Petitioner argues, however, that he paid living expenses for both the condominium and the apartments in Australia during the relevant time period. We decline to find that the expenses petitioner paid with regard to the condominium constitute duplicate living expenses. At all times, the condominium has always been petitioner's rental property, which he reports as such on Schedule E. Petitioner continued to pay the same management fees since he has owned the condominium, including during the time he resided in the Aurora home and in Australia. These expenses constitute investment expenses in rental property rather than "substantial continuing living expenses" for purposes of section 162(a)(2). Simply put, petitioner's labeling of the condominium as his "home" does not satisfy the requirements of a tax home within the meaning of section 162(a)(2).

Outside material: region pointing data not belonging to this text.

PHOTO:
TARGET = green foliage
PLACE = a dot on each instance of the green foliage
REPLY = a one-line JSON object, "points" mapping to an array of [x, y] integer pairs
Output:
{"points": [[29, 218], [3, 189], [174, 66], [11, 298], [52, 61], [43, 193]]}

On the basis of the record, petitioner was an itinerant for purposes of section 162(a)(2). Therefore, his place of residence follows him to his place of employment. See Michel v. Commissioner , 629 F.2d at 1073-1074. Although petitioner may have maintained his "business headquarters" in Colorado and had all his compensation wired to his business bank account in Colorado, his principal place of employment was in Australia. Indeed, all of the expenses at issue were incurred for petitioner's consulting services performed in Australia, not in Colorado. Accordingly, we conclude that petitioner's tax home, for purposes of section 162(a)(2) for the relevant time period, was Australia. We thus sustain respondent's determination.

Conclusion

We have considered all of the other arguments made by petitioner, and, to the extent that we have not specifically addressed them, we conclude that they are without merit.

Reviewed and adopted as the report of the Small Tax Case Division.

To reflect our disposition of the disputed issues, as well as the parties' concessions,

Decision will be entered under Rule 155.